Meskipun membahas tentang sejarah Asia, beberapa sejarawan yang menjadi pemakalah dalam Konferensi IAHA juga berasal dari wilayah di luar benua tersebut, di antaranya adalah Belanda (lima pemakalah), Amerika Serikat (6), Potugal (1), Jerman (3), Kanada (1), Australia (3), Swedia (2), dan Inggris (1).
Wiendu berharap konferensi itu dapat berkembang menjadi benteng kebudayaan dan tidak hanya sekedar dialog sejarah.
Steering Committee Konferensi IAHA yang juga sejarawan senior Indonesia Taufik Abdullah, menjelaskan bahwa terdapat 11 sub tema yang akan dibahas.
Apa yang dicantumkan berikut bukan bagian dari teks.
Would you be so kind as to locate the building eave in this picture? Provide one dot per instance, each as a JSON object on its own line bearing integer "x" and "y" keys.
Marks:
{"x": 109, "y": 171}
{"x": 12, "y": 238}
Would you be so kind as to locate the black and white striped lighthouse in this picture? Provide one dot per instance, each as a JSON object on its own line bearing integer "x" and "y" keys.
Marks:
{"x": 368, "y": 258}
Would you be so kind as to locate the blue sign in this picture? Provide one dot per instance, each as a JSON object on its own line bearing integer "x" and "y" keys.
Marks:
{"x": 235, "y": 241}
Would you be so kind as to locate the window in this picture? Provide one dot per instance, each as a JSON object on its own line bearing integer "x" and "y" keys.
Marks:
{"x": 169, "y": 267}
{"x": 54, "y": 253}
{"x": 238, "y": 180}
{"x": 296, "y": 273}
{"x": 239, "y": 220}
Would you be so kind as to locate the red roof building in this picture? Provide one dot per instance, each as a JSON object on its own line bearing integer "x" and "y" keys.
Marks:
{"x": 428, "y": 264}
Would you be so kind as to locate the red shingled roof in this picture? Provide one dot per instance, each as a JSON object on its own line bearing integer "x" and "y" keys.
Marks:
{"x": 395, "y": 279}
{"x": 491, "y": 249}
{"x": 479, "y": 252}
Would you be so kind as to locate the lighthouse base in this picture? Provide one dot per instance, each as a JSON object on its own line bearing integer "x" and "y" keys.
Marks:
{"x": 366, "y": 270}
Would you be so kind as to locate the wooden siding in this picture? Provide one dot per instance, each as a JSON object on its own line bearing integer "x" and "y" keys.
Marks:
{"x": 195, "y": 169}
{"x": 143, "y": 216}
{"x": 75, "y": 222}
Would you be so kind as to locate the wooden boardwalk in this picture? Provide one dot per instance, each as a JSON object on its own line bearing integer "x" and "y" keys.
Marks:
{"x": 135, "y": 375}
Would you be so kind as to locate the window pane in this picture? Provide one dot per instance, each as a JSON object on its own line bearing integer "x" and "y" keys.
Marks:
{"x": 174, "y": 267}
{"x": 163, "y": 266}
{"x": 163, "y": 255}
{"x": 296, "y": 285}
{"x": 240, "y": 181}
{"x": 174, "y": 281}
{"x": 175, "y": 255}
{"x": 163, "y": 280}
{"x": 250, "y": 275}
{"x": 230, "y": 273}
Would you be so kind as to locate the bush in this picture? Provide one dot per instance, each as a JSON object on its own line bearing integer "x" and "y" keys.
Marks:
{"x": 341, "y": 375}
"Salah satu sub tema yang menarik adalah,'Medical History and Healthcare'. Sejarawan kini tidak lagi hanya membahas persoalan politik masa lalu tetapi juga sejarah perkembangan dunia kedokteran di wilayah Asia," kata Taufik yang menjadi Presiden IAHA pada konferensi di Jakarta 1998 yang lalu.
Sub tema lain yang kemungkinan akan memicu perdebatan sengit di kalangan ilmuwan dalam prediksi Taufik adalah "Culture: Heritage of the Past, Trends in the Present" dan "Movement of the People in the Border Areas".
"Dalam dua sub tema itulah, sejarawan Indonesia mungkin akan berdebat dengan ilmuwan Malaysia mengenai klaim kebudayaan yang dilakukan negeri jiran terhadap warisan yang dianggap asli Indonesia," kata Taufik.
Salah satu perdebatan publik kontemporer mengenai status kepemilikan warisan tak benda adalah klaim Malaysia atas tarian Tor-Tor yang dianggap oleh sebagian masyarakat Indonesia sebagai asli Sumatera Utara.
Malaysia dalam Konferensi IAHA mengirim 45 pemakalah, sedangkan Indonesian 78 (terbanyak di antara peserta lainnya).
Total pemakalah yang akan menghadiri Konferensi ini adalah sebanyak 286 orang, sementara peminat yang mendaftar sampai saat ini 48 orang, dan undangan 56 orang.